Last week, eight million Coronation Street fans saw character Roy Cropper say he had tickets to the live Strictly Come Dancing show, Midnight Tango, currently on tour in Manchester. Strictly star Flavia Cacace, with her 75.5K followers, then tweeted a message of thanks to the ITV drama. It was a plug which would have delighted her PR agency, yet one party that wasn’t left dancing with joy was the UK’s television regulator, Ofcom.
Was the soap simply trying to connect with its prime-time, TV loving audience and jump on the press’s band wagon of speculation concerning the 2013 Strictly Come Dancing line up? Perhaps. Although, according to online media magazine, The Drum, a TV insider said: “It does seem an incredible coincidence. They (Coronation Street) clearly plugged a commercial business run by Flavia to more than eight million people, three weeks after her fiancé is announced as a new character on the soap”.

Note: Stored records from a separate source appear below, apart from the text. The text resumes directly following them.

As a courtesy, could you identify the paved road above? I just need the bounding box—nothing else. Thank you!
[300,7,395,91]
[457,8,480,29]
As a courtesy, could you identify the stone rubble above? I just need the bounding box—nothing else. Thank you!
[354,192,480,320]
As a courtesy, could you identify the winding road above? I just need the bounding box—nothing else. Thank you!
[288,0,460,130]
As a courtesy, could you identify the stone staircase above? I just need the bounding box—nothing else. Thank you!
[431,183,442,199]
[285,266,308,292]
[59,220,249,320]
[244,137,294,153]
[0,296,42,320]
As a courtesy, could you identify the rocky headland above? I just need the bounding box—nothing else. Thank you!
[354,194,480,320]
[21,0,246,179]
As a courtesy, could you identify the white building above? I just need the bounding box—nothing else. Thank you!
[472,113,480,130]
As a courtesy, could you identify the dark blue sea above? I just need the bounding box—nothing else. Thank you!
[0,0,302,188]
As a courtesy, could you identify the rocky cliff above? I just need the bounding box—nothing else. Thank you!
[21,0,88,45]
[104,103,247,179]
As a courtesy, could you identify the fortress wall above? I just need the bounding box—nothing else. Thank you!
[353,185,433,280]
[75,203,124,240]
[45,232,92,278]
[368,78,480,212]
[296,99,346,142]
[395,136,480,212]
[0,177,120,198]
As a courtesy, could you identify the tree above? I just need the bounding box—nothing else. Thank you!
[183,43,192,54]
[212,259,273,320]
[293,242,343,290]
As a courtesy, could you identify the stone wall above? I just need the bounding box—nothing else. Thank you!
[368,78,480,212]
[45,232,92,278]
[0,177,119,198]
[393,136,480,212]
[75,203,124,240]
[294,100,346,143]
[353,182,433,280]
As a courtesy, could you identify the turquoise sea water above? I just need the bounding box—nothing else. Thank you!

So, a rare moment of soap realism seems to be a commercial fix and as the required product placement logo wasn’t displayed at the start of the program, rules may well have been breached; tut tut, Roy.
As PR professionals we are no strangers to placing products in the media for free in exchange for exposure – it’s a tool in our armoury. In fact, I know of more than one London PR agency which has been set up to do one thing and one thing only: product placement. It specialises in maximising brand reach through core print titles read by target demographics to influential TV shows.
Product placement has been allowed on UK television programmes for a couple of years now, governed by a list of Ofcom rules and regulations outlining what type of product can be placed in programmes, where the placement is allowed and how it is featured. Obviously in this case the ‘product’ is the show, but is its mention just a verbal prop or an outright plug? The lines are blurred.
Whether script writers had been careless with this reference or not, the case illustrates the power of relationships and recommendations. Getting a brand noticed is more often than not about knowing the right people and an implied endorsement is an incredibly valuable tool. It can appear in many forms too, from a mention in a TV soap right the way through to a business recommendation on LinkedIn. Admittedly there is a time and place for these plugs and Coronation Street (without correct measures in place) might not have been it, but this case should remind us all to help each other out where we can and give pals a plug or a bit of public praise; generally there’s little harm in back-scratching.